L'adoption d'une loi ordinaire par le Parlement suffit à entériner ce type de décision, ce qui rend la procédure relativement simple d'un point de vue juridique. La flexibilité du calendrier électoral français a ainsi déjà été démontrée à plusieurs reprises face à des circonstances exceptionnelles.

Un besoin de transparence démocratique

Interrogé en avril 2025, le politologue Vincent Tiberj, de Sciences Po Bordeaux, estimait pourtant que « clarifier les choses » avant l'élection municipale de 2026 lui semblait nécessaire « du point de vue de la transparence démocratique ». Les électeurs méritent en effet de savoir pour combien de temps exactement ils choisissent leurs représentants locaux.
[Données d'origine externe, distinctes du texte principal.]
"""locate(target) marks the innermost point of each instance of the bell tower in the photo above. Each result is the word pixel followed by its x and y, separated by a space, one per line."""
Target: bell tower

En ce mois de mars 2026, les citoyens se rendent donc aux urnes pour élire leur nouveau maire sans connaître avec certitude la durée réelle de son mandat. Cette incertitude plane sur l'ensemble des scrutins municipaux, créant une situation inédite où le calendrier politique national vient potentiellement modifier les règles du jeu démocratique local.

La décision finale reviendra au gouvernement et au Parlement, qui devront arbitrer entre la stabilité des institutions locales et la nécessité d'éviter une surcharge du calendrier électoral. Quelle que soit l'issue, elle marquera un nouveau chapitre dans l'histoire des élections municipales françaises et dans la relation entre temporalités politique nationale et démocratie de proximité.